1.2 - Parsing: The Big Picture

  • During the syntax analysis phase, the compiler needs to
    • Recognise the grammatical structure of a sequence of lexical tokens;
    • While performing error recovery where possible, and; recover as best as we can so we can report as much of the error to the user as possible
    • Build an Abstract Syntax Tree (AST) and symbol table

1.2.1 - Parsing and Building an AST

  • Consider parsing the following production with error recovery.

    FactorLPAREN Condition RPAREN | NUMBER | LValue\text{Factor}\rightarrow\text{LPAREN Condition RPAREN | NUMBER | LValue}

    • Key - Building AST | Error Recovery | Parsing Code
    ExpNode parseFactor(TokenSet recoverSet) {
        // Use exp.parse at it returns an expression node
        // Identical function to 
        return exp.parse("Factor", FACTOR_START_SET, recoverSet, 
            () -> {
                // Assume synchronisation has been performed, 
                // the current token is in FACTOR_START_SET
                ExpNode result = null;
    
    						// There are three symbols that could start a Factor production:
                // LPAREN, NUMBER or LVALUE. Parse each of them.
                if (token.isMatch(Token.LPAREN)) {
                    // Cannot fail so don't use recovery version
    								tokens.match(Token.LPAREN); 
                    result = parseCondition(recoverSet.union(Token.RPAREN));
                    // Note that we use the recoverset as the set of tokens that can
                    // follow the Token.RPAREN - we don't actually know what comes after
                    // but we can give it ALL of the possible tokens that could come
                    // after + some more (could reduce this set based on context).
                    tokens.match(Token.RPAREN, recoverSet); // Can fail
                } else if (tokens.isMatch(Token.NUMBER)) {
                    result = new ExpNode.ConstNode(tokens.getLocation(),
                        Predefined.INTEGER_TYPE, tokens.getIntValue());
                    tokens.match(Token.NUMBER); // Cannot fail, move pointer past token
                } else if (tokens.isMatch(Token.IDENTIFIER)) {
                    result = parseLValue(recoverSet);
                } else {
                    // Defensive programming in the case FACTOR_START_SET 
                    // has an extra unintended token.
                    fatal("parseFactor");
                }
            return result;
        });
    }
    
  • This code here integrates three key things:

    1. Recognising the tokens
    2. Building the abstract syntax tree
    3. Performing (simple) error recovery.

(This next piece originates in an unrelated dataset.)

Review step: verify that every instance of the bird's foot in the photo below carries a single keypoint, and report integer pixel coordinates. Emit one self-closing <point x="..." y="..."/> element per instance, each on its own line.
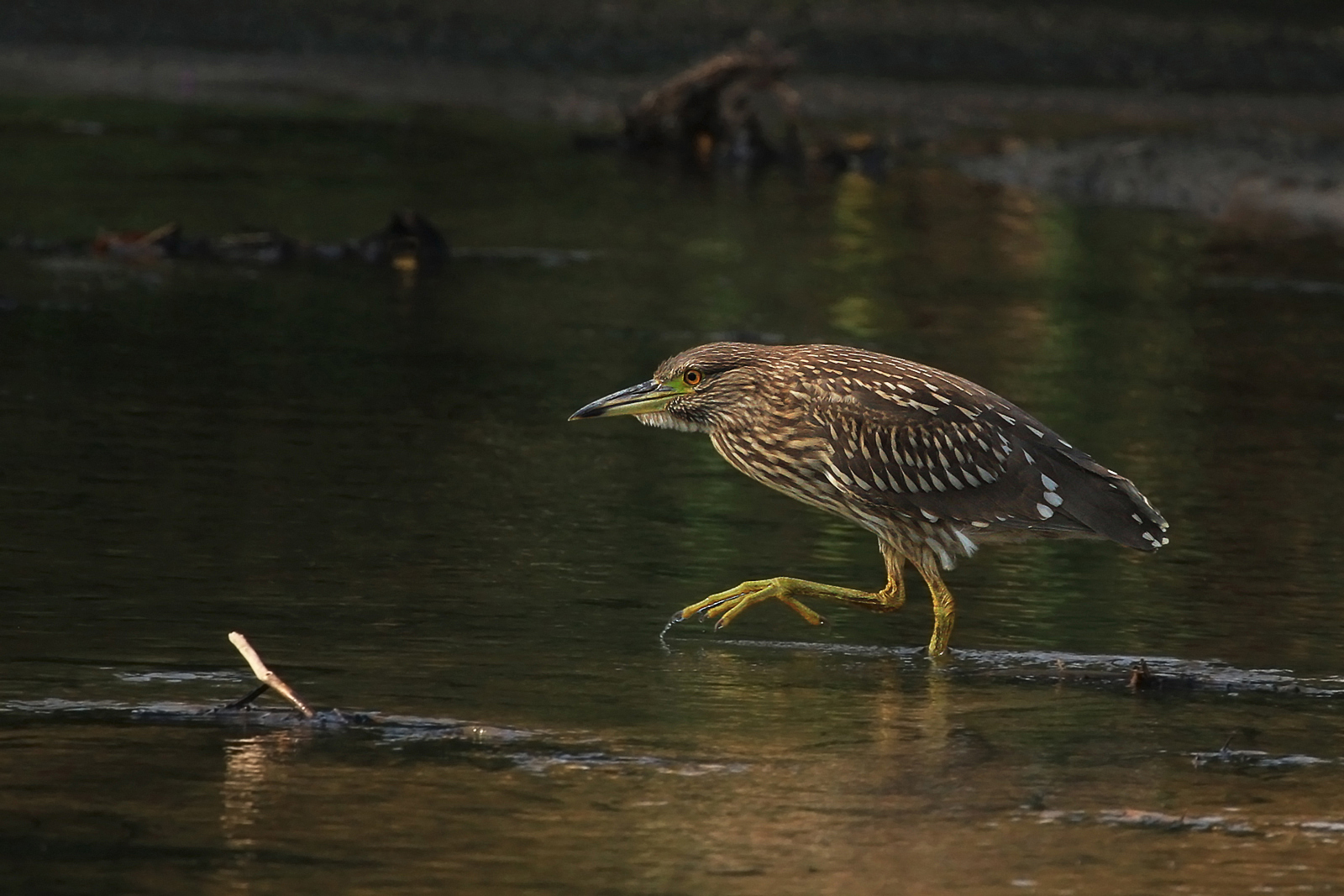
<point x="729" y="605"/>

1.2.2 - Construction of Expression Parse Method

🌱 Notice that in the code above, we have used exp.parse. How do we construct this?

  • The code to construct the expression parser exp

    ParseMethod exp = 
        new ParseMethod<>(
            ...
            (Location loc) -> new ExpNode.ErrorNode(loc));
    
    • Notice here that the ParseMethod is configured to return an ExpNode.
    • The fourth parameter of this function (the anonymous function) must also return an ExpNode.